Financial markets were unimpressed by European Central Bank president Mario Draghi’s suggestion that the bank is preparing a new approach to get a grip on the continent’s debt crisis.
US stocks are sliding after the European Central Bank failed to take any decisive action for solving the region’s debt crisis.
Hopes had been high that the ECB would roll out concrete steps after president Mario Draghi promised last week to do “whatever it takes” to keep the union of the 17 countries that use the euro intact.
Draghi told a press briefing after the ECB held its main interest rate at 0.75 percent that the bank can intervene in the bond market to drive down high interest rates.
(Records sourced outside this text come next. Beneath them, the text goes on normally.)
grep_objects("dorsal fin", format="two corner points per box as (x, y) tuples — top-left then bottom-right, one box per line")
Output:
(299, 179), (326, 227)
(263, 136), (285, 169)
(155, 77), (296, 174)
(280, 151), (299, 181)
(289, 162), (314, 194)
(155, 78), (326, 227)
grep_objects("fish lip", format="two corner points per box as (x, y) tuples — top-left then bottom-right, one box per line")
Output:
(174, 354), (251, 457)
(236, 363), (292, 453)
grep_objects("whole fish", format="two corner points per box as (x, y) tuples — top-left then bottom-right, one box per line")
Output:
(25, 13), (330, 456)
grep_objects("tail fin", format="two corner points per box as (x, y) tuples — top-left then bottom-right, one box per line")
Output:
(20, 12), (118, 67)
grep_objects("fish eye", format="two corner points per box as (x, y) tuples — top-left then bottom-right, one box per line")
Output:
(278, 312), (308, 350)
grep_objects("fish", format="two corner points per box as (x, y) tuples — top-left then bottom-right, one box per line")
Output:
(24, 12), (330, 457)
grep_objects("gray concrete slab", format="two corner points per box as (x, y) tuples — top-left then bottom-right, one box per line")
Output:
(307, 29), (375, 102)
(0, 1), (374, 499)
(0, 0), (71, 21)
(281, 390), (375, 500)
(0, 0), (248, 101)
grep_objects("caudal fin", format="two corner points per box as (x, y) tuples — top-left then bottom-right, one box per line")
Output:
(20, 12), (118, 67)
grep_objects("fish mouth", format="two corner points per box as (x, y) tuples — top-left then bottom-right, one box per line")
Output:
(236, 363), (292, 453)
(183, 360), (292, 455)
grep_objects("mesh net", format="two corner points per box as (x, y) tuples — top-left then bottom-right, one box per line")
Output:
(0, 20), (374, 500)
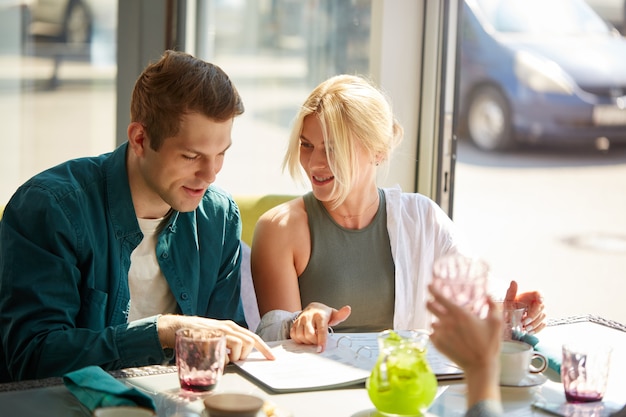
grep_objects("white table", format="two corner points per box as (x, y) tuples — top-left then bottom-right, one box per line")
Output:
(1, 316), (624, 417)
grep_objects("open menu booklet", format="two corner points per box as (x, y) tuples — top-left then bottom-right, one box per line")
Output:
(233, 332), (463, 393)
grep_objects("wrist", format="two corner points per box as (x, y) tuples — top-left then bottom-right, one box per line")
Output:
(157, 314), (176, 349)
(288, 311), (302, 337)
(256, 310), (301, 342)
(464, 363), (501, 408)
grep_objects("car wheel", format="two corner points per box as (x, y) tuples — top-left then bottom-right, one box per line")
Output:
(63, 0), (92, 45)
(467, 85), (515, 151)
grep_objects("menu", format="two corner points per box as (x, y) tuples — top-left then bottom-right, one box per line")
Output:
(233, 332), (463, 393)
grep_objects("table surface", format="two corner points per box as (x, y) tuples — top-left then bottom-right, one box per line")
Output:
(1, 316), (625, 417)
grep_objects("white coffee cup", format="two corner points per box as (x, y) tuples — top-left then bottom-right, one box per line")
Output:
(499, 340), (547, 386)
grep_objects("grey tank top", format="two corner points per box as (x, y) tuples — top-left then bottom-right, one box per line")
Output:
(299, 189), (395, 332)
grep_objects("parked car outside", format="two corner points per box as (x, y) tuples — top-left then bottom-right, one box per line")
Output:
(584, 0), (626, 35)
(457, 0), (626, 151)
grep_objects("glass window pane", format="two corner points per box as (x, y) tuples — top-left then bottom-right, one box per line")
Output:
(0, 0), (117, 206)
(197, 0), (372, 196)
(454, 0), (626, 325)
He said the ECB could buy bonds in the markets, insisted that the euro currency was irreversible and promised to address investor concerns that the ECB will be repaid first on any bonds it holds, before other investors.
He also said the ECB would consider other emergency measures over the weeks to come. Though many analysts think that could mean the ECB could inject new money in the financial system, it’s not a done deal — Germany’s Bundesbank is likely to remain opposed.
“After all, these remain promises,” said Dan Greenhaus, chief global strategist at BTIG. “Investors are tired of promises. They want action.”
Before Draghi’s statement, stocks and the euro were buoyant. As he spoke they both went into reverse.
In Europe, Germany’s DAX was down 1.4 percent at 6,657 while the CAC-40 in France fell 1.3 percent to 3,278. The FTSE 100 index of leading British shares was down 0.7 percent at 5,675.
The euro was 0.2 percent lower at $1.2215.
The Dow Jones industrial average is down 86 at 12,885. The S&P 500 is down 11 to 1,365. The Nasdaq composite index is down 17 to 2,903.
Knight Capital, the company that Wednesday took the blame for a technical glitch that sent trading briefly into chaos, plunged 49 percent, losing $3.40 to $3.54.
Abercrombie & Fitch and Aeropostale are also down sharply after pre-announcing disappointing second-quarter sales.